Friday, Feb. 19, 1965
A Matter of Blood
Any normal week brings into focus a number of incidents--always violent, usually passionate, and rarely predictable--in that most cinematic of existences, Life--Italian Style. A few recent examples:
> Tooling toward Rome, a truck driver from the town of Poggibonsi suddenly realizes he has forgotten his driver's license. Che male fortuna, it's in his pants pocket at home. So he whirls the truck around and heads back. When he rings the doorbell, his wife leans out the window. "What's wrong, mio caro?" she asks sweetly. "I forgot my license." "Wait, I'll throw it down to you," she chirps. Back on the road to Rome, the truck driver is stopped by the police for a routine check. The driver's license he produces isn't his. Double take, then slow burn. With carabinieri in tow, he roars back home, bursts into the bedroom to find his wife in intimo colloquio with her lover. While the cops collar the accidentally unlicensed Lothario, the husband picks up his naked wife, plunks her seat-first on the red-hot kitchen stove. Pffft!
> In Sambiase, a town of 12,000 at the tip of the Italian boot, a chilly wind whispers under the doors. The townspeople stare at each other meaningfully as a lonely dog howls in the hills. Then, with a roar of auto engines and a clatter of hoofbeats, Sambiase blows wide open. Bullets spray in all directions; a hand grenade booms against the wall of the police station. For 40 minutes the town rocks to gunfire and explosions before the attack recedes. At last police arrive from a nearby town. Is anything wrong? No, say the townspeople, nothing. Can anyone identify any of the raiders? No. Any reason why they should have shot up Sambiase this way? No. The police write in their report: "Looks like a vendetta of some sort," and, shrugging, return to their headquarters.
> In a courtroom in San Remo, the slim, stiff-spined figure of Brigadier General Alberto Concaro, 74, stands at attention before the bar. It is a simple parking problem. But as the judge announces that General Concaro must park his car in his garage and stop using it as a storeroom, Concaro cries: "I protest!" The argument grows in volume; the general draws an automatic pistol. One court official drops, shot twice in the stomach and once in the leg. The court usher charges boldly, then sprawls dead with three methodically aimed bullets in him. The judge intervenes, only to slump in his robes, critically wounded by four slugs. Finally a policeman slips behind the general, cuts him down with a burst from his submachine gun. Dying on the courtroom floor, General Concaro gasps: "I shot as a protest against bureaucracy. I am only sorry I fell in such a dishonorable way--shot in the back."

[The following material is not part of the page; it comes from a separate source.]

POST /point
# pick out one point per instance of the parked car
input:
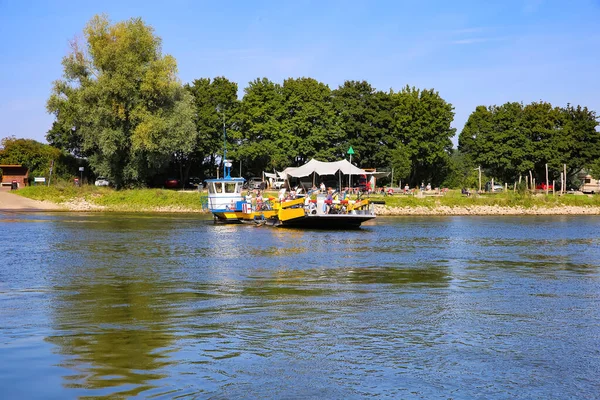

It may be that Somebody Up There felt it was high time to cool off that hot Italian blood, for last week most of Italy was blanketed by its heaviest snowfall since 1796. But in Rome, which caught nine inches, passions only heightened when the army was called in to clear the drifts. Rome's unemployed demanded that the city hire them to do the job. Absolutely not, declared city officials, recalling the nightmare some years ago when gangs of unemployed cleared streets by day, then shoveled snow back onto them at night to keep their jobs alive.
As Romans pelted one another with snowballs, umbrella pines toppled like tenpins under the heavy, wet load. The citizens' reaction showed how long they have been conditioned to the sound of gunfire: with the crackling snap of tree branches echoing through Roman streets, police phones were besieged with hysterical calls of "Assassino!" and "Banditi!"